For students that need special help when they get to community college, a mentor program can truly be a lifesaver. The mentors that work in these organizations may point new students to the resources and additional assistance they need, whether it is academic, financial or of another sort. In addition to general transition assistance, mentors may work with specific areas like ESL services or transfer options. With a variety of benefits provided by mentor programs, it is clear why a number of community colleges across the country offer such types of services today.
 
Carroll Community College Features Great Start Program
 
One community college that has an effective mentoring program in place is Carroll Community College in Maryland. This school’s Great Start Program helps new students with everything from finding their way to their classrooms to getting involved with the activities the college offers. According to the Carroll County Times, this mentor program is in its second year, which it started off in style with a kick-off event to explain their services to new students on campus.
 
The CCC program currently includes seven mentors who oversee 25 students and provide one-on-one support in a variety of capacities. These experienced students are committed to ensuring that new enrollees at CCC find academic and social success in their new college environment., by helping them learn about what is available and encouraging them to get involved. Mentors fill a unique role in the lives of the students they take under their wing.
 
“They’re not therapists or moms or tutors or even best friends,” Kristie Crumley, director of student life, explained to the Times. “They’re here to be a friendly face and show them the resources at school and make sure they are not running into any major problems.”
 
Those who qualify for the mentor program must be enrolled in a college success class, agree to meet with their mentors at least five times during the semester, attend six workshops and participate in a minimum of 15 hours of community service by April.

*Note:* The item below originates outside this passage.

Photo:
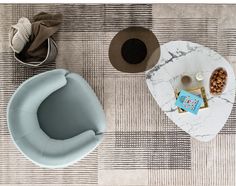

Those who complete these requirements, and remain full-time students for three consecutive semesters, will be given a $500 scholarship.
 
Cleveland State Community College Offers Financial Aid in Mentorship Program
 
Mentoring can be about much more than simply walking students through the process of higher education, as one Midwestern school is about to discover. Cleveland State Community College is launching their own brand of mentoring program this year to increase the number of high school students in the community who are able to afford a postsecondary degree program. In addition to traditional mentoring services, Cleveland State will connect high school graduates with financial aid programs to make the college experience affordable.
 
According to a report at Times Free Press, the mentoring program at Cleveland State aims to provide “last-dollar” community college scholarships to students who need additional financial aid. The program is being done as a partnership between Cleveland State and the Allan Jones Foundation, and it is specifically geared to Bradley County students.
 
“As a result of the generosity of Allan Jones and the work of tnAchieves, we can now provide vital help to students who struggle to pay for a college education,” Cleveland State President Dr. Carl Hite was reported saying at Times Free Press.
 
Women’s Mentoring Program Expanded at North Shore Community College
 
In the Boston area, North Shore Community College is helping some female students get back on their feet through a specialized mentoring program just for them. Through a grant received by the school last year, North Shore has been able to add a Women in Transition program designed to assist women students facing financial hardship, addiction or abuse. According to a report at Boston.com, this program offers 24 women each year the chance of a college education that they might not have otherwise.
 
“This is a very supportive, very connected program for women who have come back to college after much adversity,” WIT program director Margaret Figgins-Hill told Boston.com. “We have seen so much success with it. The eyes who are looking at me in September when they begin are not the eyes looking at me in May. It’s a whole new person who leaves the program.”
 
That is what successful mentoring is about, no matter where it’s found.